Pois é... Outra linha divertida do "articulismo" é a das "ilusões perdidas"; do "poderíamos ter sido e não fomos" porque Lula atrapalha tudo... Mas só com ele o país recebeu o selo de "bom pagador". Fazer o quê?

REAÇÃO DE HADDAD
O ministro Fernando Haddad, da Fazenda, saiu soltando foguete? Não é o seu estilo. Lembrou que muita coisa há a ser feita; que às vezes há tropeços, mas ponderou:
"O importante é a gente reconhecer que tem um caminho a ser trabalhado e se, porventura, algo sai um pouco do roteiro estabelecido, nós temos toda a liberdade de rever para melhor".

CAMINHANDO PARA A CONCLUSÃO
Estou colecionando artigos, já tenho um monte, anunciando a ruína do país. Todos com a chancela de ditos "especialistas". Como não sou um deles e não tinha nem tenho a tarefa obrigatória de detratar o trabalho que está em curso, tenho apontado avanços em meio a percalços. Como entendo mais de advérbios do que de economia, dou-me o direito de me espantar com o modo em que opera essa turma. E tenho um olhar atento -- como sou ingênuo, coitado de mim! -- para as razões que levaram o país pela terceira vez à elevação da nota.

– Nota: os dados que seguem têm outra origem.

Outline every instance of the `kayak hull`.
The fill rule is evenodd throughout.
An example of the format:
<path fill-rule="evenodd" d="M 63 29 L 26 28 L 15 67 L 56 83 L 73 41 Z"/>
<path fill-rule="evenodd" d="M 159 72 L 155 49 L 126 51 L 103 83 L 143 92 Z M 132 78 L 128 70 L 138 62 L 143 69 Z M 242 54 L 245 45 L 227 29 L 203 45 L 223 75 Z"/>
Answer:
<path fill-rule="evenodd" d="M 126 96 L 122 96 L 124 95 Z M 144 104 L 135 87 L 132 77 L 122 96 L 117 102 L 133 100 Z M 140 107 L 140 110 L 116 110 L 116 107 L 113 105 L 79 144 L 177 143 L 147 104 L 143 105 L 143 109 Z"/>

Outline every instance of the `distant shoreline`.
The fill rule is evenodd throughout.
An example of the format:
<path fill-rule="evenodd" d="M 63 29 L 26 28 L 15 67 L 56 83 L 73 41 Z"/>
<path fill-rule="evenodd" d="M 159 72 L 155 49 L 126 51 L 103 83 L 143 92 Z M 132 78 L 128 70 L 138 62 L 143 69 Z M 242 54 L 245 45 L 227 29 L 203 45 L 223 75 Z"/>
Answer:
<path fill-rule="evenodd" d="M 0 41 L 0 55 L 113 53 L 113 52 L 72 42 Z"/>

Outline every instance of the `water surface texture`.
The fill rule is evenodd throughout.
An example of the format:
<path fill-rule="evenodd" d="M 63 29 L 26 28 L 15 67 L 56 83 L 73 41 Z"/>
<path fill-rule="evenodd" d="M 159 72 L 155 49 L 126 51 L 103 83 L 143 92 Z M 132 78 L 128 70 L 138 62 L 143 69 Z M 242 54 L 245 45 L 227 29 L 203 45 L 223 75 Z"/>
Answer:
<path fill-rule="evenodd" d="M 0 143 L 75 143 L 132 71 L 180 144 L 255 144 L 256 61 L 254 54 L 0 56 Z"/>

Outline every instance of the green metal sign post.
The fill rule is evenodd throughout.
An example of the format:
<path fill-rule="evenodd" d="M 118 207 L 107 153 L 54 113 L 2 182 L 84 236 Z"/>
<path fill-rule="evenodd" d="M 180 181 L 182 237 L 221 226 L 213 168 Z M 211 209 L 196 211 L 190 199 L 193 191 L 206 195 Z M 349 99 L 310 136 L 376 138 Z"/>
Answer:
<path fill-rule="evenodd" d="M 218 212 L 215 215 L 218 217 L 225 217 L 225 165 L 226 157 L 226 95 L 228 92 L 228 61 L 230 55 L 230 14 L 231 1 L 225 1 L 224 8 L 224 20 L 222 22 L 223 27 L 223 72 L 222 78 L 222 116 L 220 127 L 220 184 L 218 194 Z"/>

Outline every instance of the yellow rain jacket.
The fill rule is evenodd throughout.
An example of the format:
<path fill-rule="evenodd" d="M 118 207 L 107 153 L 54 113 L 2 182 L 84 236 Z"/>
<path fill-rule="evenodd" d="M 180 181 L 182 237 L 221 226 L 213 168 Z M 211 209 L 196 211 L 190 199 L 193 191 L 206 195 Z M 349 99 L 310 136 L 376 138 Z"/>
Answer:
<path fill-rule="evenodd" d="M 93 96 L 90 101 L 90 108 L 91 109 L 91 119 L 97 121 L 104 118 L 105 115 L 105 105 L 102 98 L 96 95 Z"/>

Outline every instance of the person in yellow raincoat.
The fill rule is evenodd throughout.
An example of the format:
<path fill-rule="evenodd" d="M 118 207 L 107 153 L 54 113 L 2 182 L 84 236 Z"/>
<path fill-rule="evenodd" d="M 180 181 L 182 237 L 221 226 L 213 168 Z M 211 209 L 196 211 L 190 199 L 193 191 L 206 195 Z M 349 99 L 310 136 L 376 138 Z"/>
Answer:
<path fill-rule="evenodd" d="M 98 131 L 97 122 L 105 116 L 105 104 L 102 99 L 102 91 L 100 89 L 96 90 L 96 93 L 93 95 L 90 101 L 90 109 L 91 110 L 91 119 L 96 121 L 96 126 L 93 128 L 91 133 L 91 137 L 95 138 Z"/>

As agências apontam as reformas, inclusive a tributária, e o arcabouço fiscal. E olhem como foi difícil levar a tarefa adiante, com um Congresso, digamos, "complicado", para ser econômico no adjetivo. Mas não só: também contam o crescimento econômico e o mercado de trabalho, que são ativos num país das dimensões do Brasil. E é precisamente aí que os "gênios" veem um problema muito grave. As agências têm visto a solução... Todas elas serão fechadas. Em seu lugar, entrarão os nossos especialistas em maledicência econômica a serviço de empresas com nomes estranhos...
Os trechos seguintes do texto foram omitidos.